Блестящей иллюстрацией к этим отрывкам из репинских писем 1875 г. могут служить те этюды к «Кафе», которые писались одновременно с ним или несколько ранее. На выставке Репина и Шишкина, бывшей в 1891 г. в Академии художеств, их было 12. Большинство их ушло за границу вместе с картиной, и только пять этюдов удалось обнаружить за время революции в пределах Советского Союза[262]. Если бы все эти 12 этюдов были собраны воедино, их, вероятно, не трудно было бы разложить в порядке хронологической последовательности написания, на протяжении почти целого года. Анализ рисунка, живописи и фактуры дал бы, конечно, еще более полную иллюстрацию к вопросу об истоках репинского искусства эпохи «Парижского кафе».

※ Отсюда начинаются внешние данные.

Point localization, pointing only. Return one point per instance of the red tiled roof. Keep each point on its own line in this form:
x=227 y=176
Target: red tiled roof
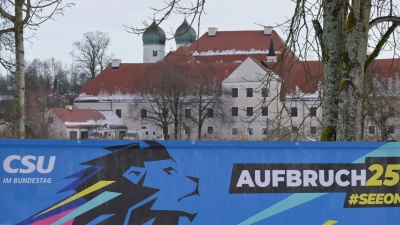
x=122 y=80
x=216 y=48
x=77 y=115
x=77 y=118
x=389 y=68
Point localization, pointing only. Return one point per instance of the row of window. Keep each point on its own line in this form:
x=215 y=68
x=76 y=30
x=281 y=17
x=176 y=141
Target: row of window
x=249 y=111
x=294 y=110
x=210 y=113
x=249 y=92
x=371 y=129
x=188 y=113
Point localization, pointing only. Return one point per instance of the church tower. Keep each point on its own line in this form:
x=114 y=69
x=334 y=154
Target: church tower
x=153 y=44
x=184 y=35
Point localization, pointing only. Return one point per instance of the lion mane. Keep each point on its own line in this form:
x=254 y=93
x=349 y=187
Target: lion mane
x=107 y=174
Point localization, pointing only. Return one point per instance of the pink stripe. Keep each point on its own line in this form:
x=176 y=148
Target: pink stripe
x=54 y=218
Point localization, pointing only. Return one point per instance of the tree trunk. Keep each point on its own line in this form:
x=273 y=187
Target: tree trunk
x=335 y=13
x=19 y=131
x=352 y=83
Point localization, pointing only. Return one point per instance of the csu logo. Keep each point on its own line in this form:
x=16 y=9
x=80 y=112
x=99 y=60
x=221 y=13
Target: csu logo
x=27 y=164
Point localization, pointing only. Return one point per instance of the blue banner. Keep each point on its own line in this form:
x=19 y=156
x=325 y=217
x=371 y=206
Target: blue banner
x=198 y=182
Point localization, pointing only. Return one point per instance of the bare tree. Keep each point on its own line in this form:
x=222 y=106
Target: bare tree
x=15 y=16
x=91 y=54
x=162 y=97
x=352 y=36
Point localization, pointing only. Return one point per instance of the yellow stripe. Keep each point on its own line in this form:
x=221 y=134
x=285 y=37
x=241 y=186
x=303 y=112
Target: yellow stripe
x=88 y=190
x=330 y=222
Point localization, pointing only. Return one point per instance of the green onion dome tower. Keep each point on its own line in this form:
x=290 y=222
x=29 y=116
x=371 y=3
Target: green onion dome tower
x=153 y=44
x=185 y=35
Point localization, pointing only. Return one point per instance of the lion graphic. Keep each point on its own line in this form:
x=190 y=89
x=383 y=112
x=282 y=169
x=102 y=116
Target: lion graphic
x=131 y=185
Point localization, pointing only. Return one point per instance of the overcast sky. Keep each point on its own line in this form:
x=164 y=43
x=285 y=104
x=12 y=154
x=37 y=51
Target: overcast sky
x=55 y=38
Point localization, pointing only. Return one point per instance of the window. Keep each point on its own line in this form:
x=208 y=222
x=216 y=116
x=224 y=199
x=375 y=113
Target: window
x=313 y=130
x=118 y=112
x=210 y=130
x=313 y=111
x=264 y=92
x=264 y=111
x=73 y=135
x=188 y=130
x=235 y=111
x=391 y=112
x=371 y=130
x=188 y=113
x=249 y=92
x=249 y=111
x=264 y=131
x=143 y=113
x=391 y=129
x=122 y=134
x=84 y=134
x=294 y=111
x=234 y=131
x=210 y=113
x=235 y=92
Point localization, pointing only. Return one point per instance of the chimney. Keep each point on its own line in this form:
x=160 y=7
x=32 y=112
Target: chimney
x=115 y=63
x=212 y=31
x=267 y=30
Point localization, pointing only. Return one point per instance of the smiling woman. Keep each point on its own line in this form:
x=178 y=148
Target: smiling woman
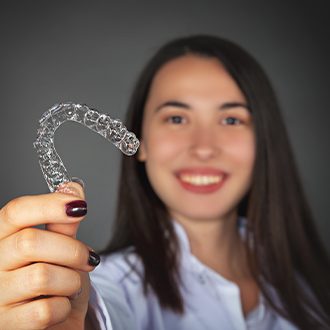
x=218 y=230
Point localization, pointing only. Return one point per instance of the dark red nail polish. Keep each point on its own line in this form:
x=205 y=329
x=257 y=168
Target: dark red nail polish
x=93 y=259
x=76 y=208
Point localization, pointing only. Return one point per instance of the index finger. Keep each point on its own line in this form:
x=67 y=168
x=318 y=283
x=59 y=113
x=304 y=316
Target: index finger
x=32 y=210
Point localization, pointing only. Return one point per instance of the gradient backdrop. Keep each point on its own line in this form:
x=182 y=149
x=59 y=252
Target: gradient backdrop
x=91 y=52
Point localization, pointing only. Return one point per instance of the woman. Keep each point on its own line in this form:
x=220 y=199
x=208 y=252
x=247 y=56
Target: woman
x=213 y=150
x=212 y=229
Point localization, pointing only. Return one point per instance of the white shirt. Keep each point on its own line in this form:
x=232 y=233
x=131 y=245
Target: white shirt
x=211 y=301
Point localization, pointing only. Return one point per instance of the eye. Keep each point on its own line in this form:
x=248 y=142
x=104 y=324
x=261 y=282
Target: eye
x=175 y=119
x=231 y=121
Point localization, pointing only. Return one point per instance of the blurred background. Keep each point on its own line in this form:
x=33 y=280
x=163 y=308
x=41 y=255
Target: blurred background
x=91 y=52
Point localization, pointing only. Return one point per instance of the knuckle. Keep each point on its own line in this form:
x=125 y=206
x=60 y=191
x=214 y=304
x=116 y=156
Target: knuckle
x=76 y=281
x=27 y=241
x=42 y=314
x=39 y=279
x=79 y=253
x=10 y=211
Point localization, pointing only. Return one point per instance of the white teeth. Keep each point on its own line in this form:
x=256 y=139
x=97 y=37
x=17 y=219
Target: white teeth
x=201 y=180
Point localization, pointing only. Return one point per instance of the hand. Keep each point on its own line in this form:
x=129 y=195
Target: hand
x=41 y=270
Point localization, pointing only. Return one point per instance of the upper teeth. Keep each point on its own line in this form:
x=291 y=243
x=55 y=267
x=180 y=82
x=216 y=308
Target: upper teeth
x=201 y=179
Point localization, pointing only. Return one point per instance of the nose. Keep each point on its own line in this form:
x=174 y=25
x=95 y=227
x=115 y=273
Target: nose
x=204 y=144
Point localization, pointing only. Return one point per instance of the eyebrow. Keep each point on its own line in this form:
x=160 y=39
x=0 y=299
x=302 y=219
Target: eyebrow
x=182 y=105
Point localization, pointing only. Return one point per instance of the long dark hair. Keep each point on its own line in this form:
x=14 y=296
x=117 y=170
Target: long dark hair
x=287 y=253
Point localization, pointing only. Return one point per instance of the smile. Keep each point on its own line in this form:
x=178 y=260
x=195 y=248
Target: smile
x=201 y=181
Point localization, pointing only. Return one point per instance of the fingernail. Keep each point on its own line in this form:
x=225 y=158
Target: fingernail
x=76 y=295
x=93 y=259
x=78 y=180
x=76 y=208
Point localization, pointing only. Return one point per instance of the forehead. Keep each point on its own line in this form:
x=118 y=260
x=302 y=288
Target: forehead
x=195 y=75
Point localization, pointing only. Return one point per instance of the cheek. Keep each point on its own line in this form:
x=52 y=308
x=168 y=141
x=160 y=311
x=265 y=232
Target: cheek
x=162 y=147
x=242 y=149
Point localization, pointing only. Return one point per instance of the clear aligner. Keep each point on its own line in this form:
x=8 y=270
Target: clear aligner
x=50 y=162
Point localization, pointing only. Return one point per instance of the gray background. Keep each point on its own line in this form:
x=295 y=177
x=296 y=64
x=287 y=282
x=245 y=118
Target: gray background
x=91 y=52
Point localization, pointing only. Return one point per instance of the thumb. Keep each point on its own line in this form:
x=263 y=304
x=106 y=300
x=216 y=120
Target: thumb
x=77 y=190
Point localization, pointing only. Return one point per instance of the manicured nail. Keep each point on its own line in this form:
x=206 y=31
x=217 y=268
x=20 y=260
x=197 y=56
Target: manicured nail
x=94 y=259
x=76 y=208
x=78 y=180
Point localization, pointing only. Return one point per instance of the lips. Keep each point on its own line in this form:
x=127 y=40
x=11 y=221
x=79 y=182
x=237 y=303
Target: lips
x=201 y=180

Но и существующих у нас пяти этюдов, бывших на репинских юбилейных выставках в Третьяковской галерее — в 1924 г. и Русском музее — в 1925 г., достаточно, чтобы прийти к безошибочному выводу: Репин был в то время, несомненно, во власти художественных течений Парижа. На любой выставке, не подписанные и не снабженные этикетками, они были бы приняты за произведения исключительно одаренного французского художника, современника ранних импрессионистов. Из этих этюдов особенно замечателен висящий ныне в Русском музее и изображающий даму, стоящую около стула. В картину она не попала или, вернее, поверх нее написаны другие фигуры.
О влиянии импрессионистов особенно красноречиво говорят такие превосходные этюды, как «Окраина Парижа» (1874) и «Дорога на Монмартр» (1876).

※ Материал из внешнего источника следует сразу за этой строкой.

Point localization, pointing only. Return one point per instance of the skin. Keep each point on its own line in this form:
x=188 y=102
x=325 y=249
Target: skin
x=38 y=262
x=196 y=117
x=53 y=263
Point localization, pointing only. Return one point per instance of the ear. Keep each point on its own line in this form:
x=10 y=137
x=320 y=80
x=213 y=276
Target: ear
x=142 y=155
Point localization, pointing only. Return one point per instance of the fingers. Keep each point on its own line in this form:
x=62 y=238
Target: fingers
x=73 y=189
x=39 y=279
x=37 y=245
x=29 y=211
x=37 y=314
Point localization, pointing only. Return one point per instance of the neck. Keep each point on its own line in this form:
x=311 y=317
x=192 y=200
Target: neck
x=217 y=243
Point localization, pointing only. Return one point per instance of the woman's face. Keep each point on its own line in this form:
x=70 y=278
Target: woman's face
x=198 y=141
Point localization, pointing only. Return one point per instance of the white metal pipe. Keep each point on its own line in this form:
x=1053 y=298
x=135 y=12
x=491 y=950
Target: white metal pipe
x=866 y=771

Картина Репина долгое время оставалась в полной неизвестности, заставленная другими холстами в мастерской художника.
В 1916 г. она была им извлечена, реставрирована И. К. Крайтором, у которого я ее видел, и затем продана шведу Монсону в Стокгольм, страстному коллекционеру репинских произведений. Приблизительный размер картины — 170 сантиметров высоты и 270 — ширины.
В картине нет той свободы и широты живописи, которые мы видим в этюдах. Репин долго и упорно работал над этим холстом, неоднократно переписывая наново уже готовые фигуры. Взяв ее с выставки, он опять много над ней работал, закончив ее только в 1876 г. Много лет спустя, в 1916 г. он вновь переписал некоторые куски картины, полностью переписав голову первопланной дамы. В первоначальной редакции это была типичная парижская кокотка, дерзкого, вызывающего вида, знающая себе цену, красивая, с томными, подведенными глазами, заметно накрашенная. Чем был недоволен Репин, что его не удовлетворяло в этой прекрасной голове, лучшей во всей картине, законно занимавшей в ней центральное место, так и осталось загадкой. Репин не оставил ни одного миллиметра старой живописи головы, придав ей другой поворот и в корне изменив выражение.

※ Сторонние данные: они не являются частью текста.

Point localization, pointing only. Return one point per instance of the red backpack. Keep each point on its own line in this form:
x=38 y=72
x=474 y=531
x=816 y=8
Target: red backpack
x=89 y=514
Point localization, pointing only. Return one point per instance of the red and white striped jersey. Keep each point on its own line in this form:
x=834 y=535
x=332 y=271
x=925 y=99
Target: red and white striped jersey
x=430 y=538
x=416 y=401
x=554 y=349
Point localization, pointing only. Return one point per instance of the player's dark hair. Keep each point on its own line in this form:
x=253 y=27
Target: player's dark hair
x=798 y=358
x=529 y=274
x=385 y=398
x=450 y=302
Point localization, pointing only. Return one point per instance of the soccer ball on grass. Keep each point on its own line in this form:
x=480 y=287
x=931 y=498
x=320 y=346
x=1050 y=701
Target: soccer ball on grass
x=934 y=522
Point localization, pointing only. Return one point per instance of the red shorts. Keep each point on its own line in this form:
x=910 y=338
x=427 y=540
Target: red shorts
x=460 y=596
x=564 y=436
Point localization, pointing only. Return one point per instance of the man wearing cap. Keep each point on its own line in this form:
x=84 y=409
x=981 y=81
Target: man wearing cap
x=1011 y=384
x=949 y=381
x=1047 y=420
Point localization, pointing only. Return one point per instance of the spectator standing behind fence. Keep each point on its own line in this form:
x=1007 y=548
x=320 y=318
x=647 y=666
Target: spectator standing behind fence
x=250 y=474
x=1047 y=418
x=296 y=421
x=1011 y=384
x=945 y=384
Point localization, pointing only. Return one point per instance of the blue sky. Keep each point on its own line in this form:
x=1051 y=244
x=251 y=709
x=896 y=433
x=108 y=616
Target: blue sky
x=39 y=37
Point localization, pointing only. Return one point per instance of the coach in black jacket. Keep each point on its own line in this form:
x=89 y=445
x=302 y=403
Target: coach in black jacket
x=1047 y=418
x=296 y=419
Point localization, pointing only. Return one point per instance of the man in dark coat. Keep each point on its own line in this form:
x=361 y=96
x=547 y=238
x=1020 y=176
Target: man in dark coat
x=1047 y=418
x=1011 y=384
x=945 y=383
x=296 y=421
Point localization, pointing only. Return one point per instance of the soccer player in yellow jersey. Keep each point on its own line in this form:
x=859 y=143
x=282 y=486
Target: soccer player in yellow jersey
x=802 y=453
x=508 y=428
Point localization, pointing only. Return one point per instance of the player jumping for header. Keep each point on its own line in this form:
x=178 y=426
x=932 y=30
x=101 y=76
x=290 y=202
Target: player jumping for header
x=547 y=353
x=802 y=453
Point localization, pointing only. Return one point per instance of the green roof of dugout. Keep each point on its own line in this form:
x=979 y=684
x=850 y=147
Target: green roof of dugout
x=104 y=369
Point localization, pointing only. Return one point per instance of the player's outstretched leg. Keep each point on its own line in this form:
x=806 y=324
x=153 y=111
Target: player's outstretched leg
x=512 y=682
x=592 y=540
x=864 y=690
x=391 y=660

Прежде голова была задорно поднята кверху, теперь Репин ее опустил. Вместо парижанки появилась какая-то русская провинциальная барышня — застенчивая, робкая, забитая, конфузливая Сонечка Мармеладова, кающаяся в своей жизни. Сразу пропал весь смысл центральной сцены: с такой девицей не стал бы переглядываться сидящий сзади француз.
По моему совету, владелец картины поручил опытному реставратору удалить верхний слой записи, что блестяще удалось: картине возвращен ее первоначальный смысл.
Она изображает обширный зал кафе, с массой столиков, за которыми сидят обычные завсегдатаи парижских кафе.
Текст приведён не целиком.